Segundo o advogado, há relatos de que as vítimas eram ameaçadas havia mais de dez anos. "As pessoas que foram acusadas moravam na região havia dez meses, não eram fazendeiros, carvoeiros ou madeireiros. É estranho isso. Por conta da pressão internacional, o caso foge à esfera local e tem um contexto um pouco mais complexo."
Para Silva, o casal pode ter sido vítima de vingança, porque, segundo o advogado, José Cláudio e os irmãos seriam acusados de homicídio. "Os irmãos dele estão foragidos. Se estivesse viva hoje, a vítima estaria presa ou estaria foragida. Eles mataram uma pessoa, e vamos entrar também nessa linha de raciocínio", afirmou.
Sobre as provas apresentadas pelo MPE, o advogado desqualifica e questiona, por exemplo, o exame de DNA que teria apontado para "compatibilidade" com o material genético dos acusados. "Devido à baixa qualidade do material, o DNA teve de ser feito de maneira especial e apontou para 'compatibilidade materna'. Ora, se cem pessoas estiverem numa sala, vai dar compatível com 50. É uma total imprecisão e isso não pode ser usado como uma prova. Isso vai ser explorado com calma na hora do júri", disse.
Outro ponto questionado é o de que os acusados foram vistos nas proximidades do local do crime. "Nós pegamos os registros da operadora Vivo e ficou comprovado que um dos acusados, que seria o autor do disparo, o Lindonjonson, estava no município de Novo Repartimento, numa localidade conhecida como Maracajá, a centenas de quilômetros de distância do local do crime. Ele precisaria de seis a sete horas para chegar ao local do crime. Além disso, temos testemunhas", afirmou.
Repercussão
O crime, ocorrido no dia 24 de maio de 2011, teve repercussão internacional por ser mais um caso de assassinato de militante de defesa da natureza na região da Amazônia. O caso já integra o rol de mortes emblemáticas por questões agrárias no Norte, como a do seringueiro e sindicalista Chico Mendes (morto em 1988) e da missionária americana Dorothy Stang (assassinada em 2005).
O julgamento atraiu a atenção não só os paraenses militantes de movimentos sociais, mas organizações de direitos humanos nacionais e internacionais. Por conta do crime, familaires da vítima passaram a viver sob ameaças e saíram do assentamento.

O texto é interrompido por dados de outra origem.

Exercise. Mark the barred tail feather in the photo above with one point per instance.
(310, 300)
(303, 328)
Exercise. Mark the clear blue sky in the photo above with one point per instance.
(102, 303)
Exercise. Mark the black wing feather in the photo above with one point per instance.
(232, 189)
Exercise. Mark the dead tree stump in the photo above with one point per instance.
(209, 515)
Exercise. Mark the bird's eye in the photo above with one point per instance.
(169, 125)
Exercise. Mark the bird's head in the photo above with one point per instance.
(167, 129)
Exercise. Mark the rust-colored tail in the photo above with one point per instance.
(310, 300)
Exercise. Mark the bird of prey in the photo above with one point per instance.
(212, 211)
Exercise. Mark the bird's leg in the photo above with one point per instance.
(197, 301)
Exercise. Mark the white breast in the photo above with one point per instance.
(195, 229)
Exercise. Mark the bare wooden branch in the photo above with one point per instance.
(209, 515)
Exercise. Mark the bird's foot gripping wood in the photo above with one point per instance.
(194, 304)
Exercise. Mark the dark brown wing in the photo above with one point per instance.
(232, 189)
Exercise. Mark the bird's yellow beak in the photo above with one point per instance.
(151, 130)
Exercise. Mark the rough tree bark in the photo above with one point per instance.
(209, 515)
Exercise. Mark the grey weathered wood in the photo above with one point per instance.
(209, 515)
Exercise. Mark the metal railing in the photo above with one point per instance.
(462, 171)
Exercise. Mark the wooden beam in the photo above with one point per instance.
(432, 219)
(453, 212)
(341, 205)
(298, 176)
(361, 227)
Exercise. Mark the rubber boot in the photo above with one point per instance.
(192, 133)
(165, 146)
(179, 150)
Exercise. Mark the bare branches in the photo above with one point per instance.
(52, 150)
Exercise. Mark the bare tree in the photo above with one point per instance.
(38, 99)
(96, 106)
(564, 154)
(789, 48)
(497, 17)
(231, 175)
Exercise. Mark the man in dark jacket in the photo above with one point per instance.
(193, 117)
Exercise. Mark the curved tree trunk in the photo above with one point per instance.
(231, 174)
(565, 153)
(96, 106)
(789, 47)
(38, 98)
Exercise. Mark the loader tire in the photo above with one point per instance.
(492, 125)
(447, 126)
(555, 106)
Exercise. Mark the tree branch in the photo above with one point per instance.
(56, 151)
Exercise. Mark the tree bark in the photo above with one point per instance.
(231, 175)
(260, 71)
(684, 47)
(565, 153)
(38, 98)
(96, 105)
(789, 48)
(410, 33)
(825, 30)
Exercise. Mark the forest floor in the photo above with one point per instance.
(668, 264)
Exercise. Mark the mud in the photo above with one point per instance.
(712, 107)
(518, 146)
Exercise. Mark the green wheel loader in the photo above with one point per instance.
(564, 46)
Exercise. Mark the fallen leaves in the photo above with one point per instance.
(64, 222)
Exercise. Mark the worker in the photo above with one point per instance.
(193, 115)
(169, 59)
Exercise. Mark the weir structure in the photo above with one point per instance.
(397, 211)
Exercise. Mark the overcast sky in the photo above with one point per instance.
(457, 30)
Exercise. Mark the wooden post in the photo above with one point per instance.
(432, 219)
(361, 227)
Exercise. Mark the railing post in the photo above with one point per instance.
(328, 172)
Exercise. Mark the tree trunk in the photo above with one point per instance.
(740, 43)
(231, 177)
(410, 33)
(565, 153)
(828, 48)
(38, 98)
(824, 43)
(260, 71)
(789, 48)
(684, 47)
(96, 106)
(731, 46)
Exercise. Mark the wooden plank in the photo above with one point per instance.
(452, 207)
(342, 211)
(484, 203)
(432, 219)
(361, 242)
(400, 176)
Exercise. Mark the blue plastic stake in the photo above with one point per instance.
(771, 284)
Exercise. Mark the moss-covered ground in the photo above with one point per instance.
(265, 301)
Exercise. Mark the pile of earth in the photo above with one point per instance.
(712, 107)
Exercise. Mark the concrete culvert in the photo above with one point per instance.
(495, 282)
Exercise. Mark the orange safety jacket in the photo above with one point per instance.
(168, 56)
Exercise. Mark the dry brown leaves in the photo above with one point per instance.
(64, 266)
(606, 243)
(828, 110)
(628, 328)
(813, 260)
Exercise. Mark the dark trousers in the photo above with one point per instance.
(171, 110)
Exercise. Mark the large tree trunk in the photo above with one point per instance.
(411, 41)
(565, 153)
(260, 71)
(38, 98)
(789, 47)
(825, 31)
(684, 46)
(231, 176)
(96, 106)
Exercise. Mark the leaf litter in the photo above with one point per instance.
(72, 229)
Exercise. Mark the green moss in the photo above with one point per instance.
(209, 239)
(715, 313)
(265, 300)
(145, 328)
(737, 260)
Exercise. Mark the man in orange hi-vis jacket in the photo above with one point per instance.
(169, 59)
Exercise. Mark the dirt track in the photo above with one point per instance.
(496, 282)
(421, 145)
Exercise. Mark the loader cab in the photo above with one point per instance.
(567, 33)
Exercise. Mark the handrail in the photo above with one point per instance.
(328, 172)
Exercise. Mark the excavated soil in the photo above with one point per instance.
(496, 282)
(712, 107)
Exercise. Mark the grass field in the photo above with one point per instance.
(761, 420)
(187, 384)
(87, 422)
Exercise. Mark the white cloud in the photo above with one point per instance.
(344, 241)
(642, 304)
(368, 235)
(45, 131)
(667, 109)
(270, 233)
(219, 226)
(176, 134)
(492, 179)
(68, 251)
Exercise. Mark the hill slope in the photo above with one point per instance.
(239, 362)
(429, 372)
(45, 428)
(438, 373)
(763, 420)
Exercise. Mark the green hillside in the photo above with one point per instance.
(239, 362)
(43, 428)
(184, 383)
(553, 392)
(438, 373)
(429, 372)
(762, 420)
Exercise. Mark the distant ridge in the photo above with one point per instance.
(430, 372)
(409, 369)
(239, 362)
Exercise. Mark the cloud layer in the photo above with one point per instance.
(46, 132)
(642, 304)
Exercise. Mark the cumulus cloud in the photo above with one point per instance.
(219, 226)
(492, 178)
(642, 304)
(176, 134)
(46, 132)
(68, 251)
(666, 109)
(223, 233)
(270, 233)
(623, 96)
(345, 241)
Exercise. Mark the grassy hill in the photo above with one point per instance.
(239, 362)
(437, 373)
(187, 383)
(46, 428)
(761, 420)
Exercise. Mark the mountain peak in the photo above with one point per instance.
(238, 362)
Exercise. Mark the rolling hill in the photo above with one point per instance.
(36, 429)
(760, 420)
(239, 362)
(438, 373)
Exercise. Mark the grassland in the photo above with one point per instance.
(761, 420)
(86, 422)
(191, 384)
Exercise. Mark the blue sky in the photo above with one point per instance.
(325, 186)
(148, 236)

Apenas uma das irmãs de Maria do Espírito Santo vive no local.
Uma das instituições que está na cidade do sudeste paraense é a Anistia Internacional, que marca presença com o diretor-executivo do Brasil.
"Vamos acompanhar o julgamento, pois esse crime faz parte de um padrão. Temos visto nos últimos anos ameaças à vida de pessoas que estão defendendo os direitos importantes, como era o caso do casal. A gente espera chamar a atenção para o problema", disse.

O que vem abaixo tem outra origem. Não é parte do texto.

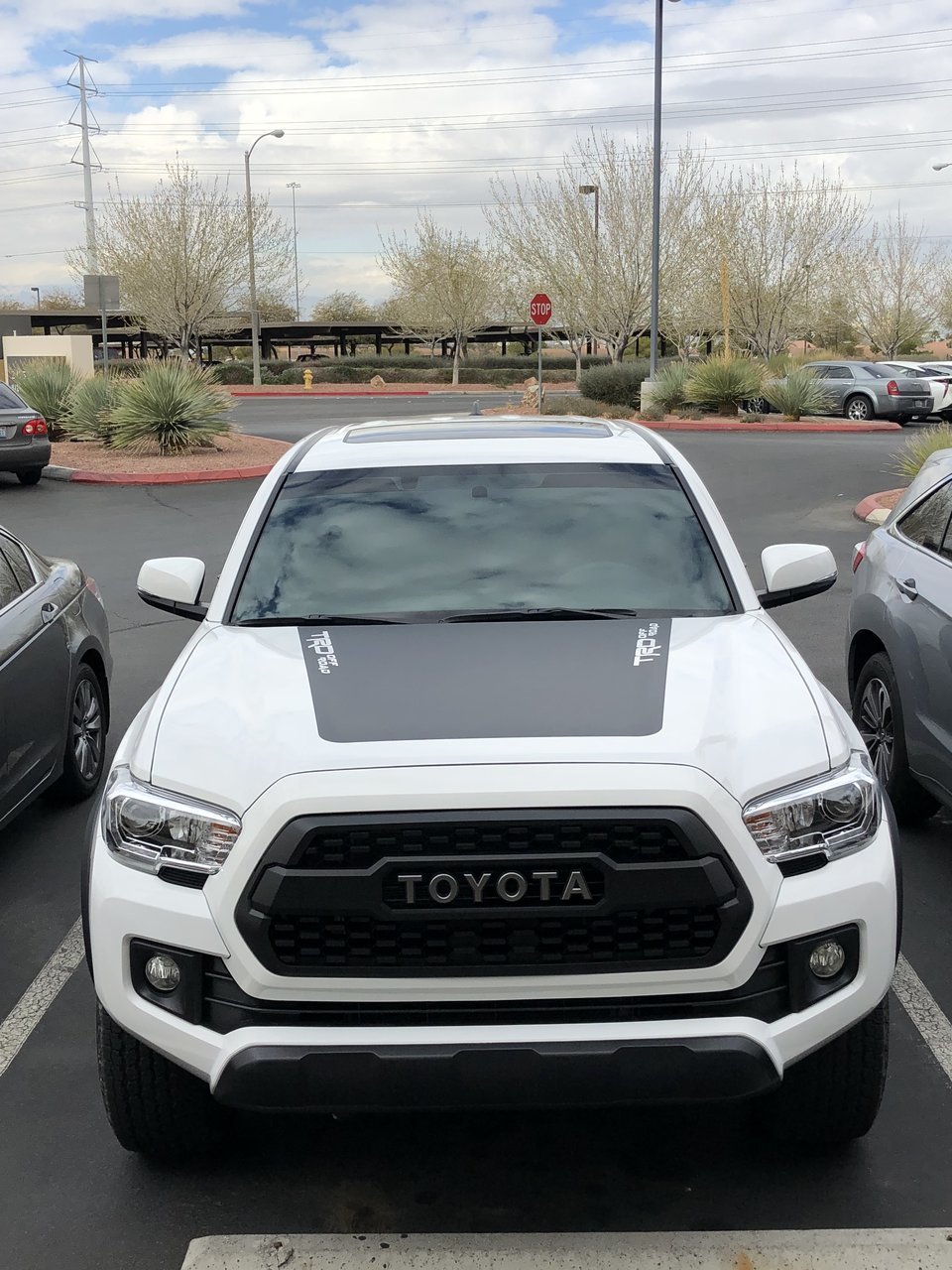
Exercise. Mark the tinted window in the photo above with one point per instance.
(433, 540)
(18, 563)
(927, 525)
(9, 400)
(9, 587)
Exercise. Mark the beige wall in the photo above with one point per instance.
(76, 349)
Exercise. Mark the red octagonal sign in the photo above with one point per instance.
(540, 309)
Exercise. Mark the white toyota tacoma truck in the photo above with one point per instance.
(488, 780)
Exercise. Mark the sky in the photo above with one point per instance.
(389, 109)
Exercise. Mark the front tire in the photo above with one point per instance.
(155, 1107)
(85, 739)
(858, 409)
(833, 1096)
(878, 712)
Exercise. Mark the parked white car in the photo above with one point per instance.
(939, 379)
(486, 780)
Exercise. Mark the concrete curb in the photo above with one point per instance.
(729, 426)
(874, 509)
(82, 477)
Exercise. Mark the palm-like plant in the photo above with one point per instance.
(48, 384)
(724, 384)
(91, 403)
(171, 408)
(797, 394)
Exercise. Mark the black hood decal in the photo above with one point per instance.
(485, 680)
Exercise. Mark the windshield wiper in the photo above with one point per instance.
(538, 615)
(325, 620)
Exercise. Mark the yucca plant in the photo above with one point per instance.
(171, 408)
(48, 384)
(669, 386)
(798, 394)
(724, 384)
(920, 445)
(91, 403)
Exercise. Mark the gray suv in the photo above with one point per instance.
(900, 644)
(866, 390)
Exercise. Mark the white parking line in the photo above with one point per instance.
(744, 1250)
(929, 1019)
(40, 996)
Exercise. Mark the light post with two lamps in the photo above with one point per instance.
(253, 290)
(656, 186)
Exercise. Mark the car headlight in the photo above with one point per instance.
(832, 815)
(149, 828)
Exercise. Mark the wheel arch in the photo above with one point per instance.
(864, 645)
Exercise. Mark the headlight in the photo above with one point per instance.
(832, 815)
(149, 828)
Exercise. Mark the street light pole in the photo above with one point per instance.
(294, 186)
(593, 190)
(656, 187)
(253, 290)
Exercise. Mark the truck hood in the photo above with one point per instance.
(246, 706)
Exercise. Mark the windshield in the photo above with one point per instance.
(424, 543)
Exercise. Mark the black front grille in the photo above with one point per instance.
(765, 996)
(338, 842)
(653, 888)
(350, 943)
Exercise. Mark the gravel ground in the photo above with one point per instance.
(232, 451)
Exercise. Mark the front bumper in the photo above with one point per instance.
(382, 1064)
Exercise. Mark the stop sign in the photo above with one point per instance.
(540, 309)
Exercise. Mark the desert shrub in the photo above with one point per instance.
(667, 390)
(617, 385)
(583, 405)
(172, 408)
(722, 384)
(234, 372)
(920, 445)
(798, 394)
(48, 385)
(90, 405)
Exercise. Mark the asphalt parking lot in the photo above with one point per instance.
(73, 1199)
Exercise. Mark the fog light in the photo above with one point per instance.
(164, 975)
(826, 960)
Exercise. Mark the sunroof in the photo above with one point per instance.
(468, 430)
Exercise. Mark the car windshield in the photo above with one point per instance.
(425, 543)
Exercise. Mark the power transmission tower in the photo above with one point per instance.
(86, 87)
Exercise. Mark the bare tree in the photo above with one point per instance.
(445, 285)
(341, 307)
(777, 232)
(893, 280)
(180, 254)
(601, 286)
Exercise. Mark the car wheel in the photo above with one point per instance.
(878, 712)
(832, 1096)
(85, 739)
(153, 1106)
(858, 408)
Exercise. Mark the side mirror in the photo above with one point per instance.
(173, 584)
(794, 571)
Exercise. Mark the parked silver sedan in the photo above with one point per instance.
(55, 670)
(900, 644)
(870, 390)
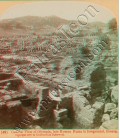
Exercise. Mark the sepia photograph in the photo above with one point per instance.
(58, 66)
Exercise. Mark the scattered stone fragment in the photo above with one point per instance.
(114, 94)
(109, 107)
(13, 104)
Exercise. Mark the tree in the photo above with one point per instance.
(112, 24)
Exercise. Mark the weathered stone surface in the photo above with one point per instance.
(105, 117)
(114, 113)
(13, 104)
(95, 72)
(111, 124)
(79, 102)
(6, 98)
(109, 107)
(114, 94)
(98, 105)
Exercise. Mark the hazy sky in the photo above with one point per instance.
(68, 10)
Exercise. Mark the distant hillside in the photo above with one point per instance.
(28, 22)
(43, 25)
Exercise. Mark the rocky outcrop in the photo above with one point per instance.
(87, 116)
(114, 94)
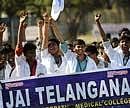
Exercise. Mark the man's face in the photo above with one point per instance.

Segundo a RLA (Fundação Right Livelihood Award), que também está em Marabá, a região do Pará registra a mais violenta disputa por terras do mundo.
O movimento Humanos Direitos também está com três integrantes chegaram a Marabá na tarde desta terça-feira para acompanhar o júri. "Nossa ideia é dar uma contribuição para que as pessoas que vão participar desse júri tenha noção da gravidade do caso, que precisa de um veredito exemplar para evitar essa guerra que existe no campo", disse o ator Osmar Padro, que acompanha o julgamento.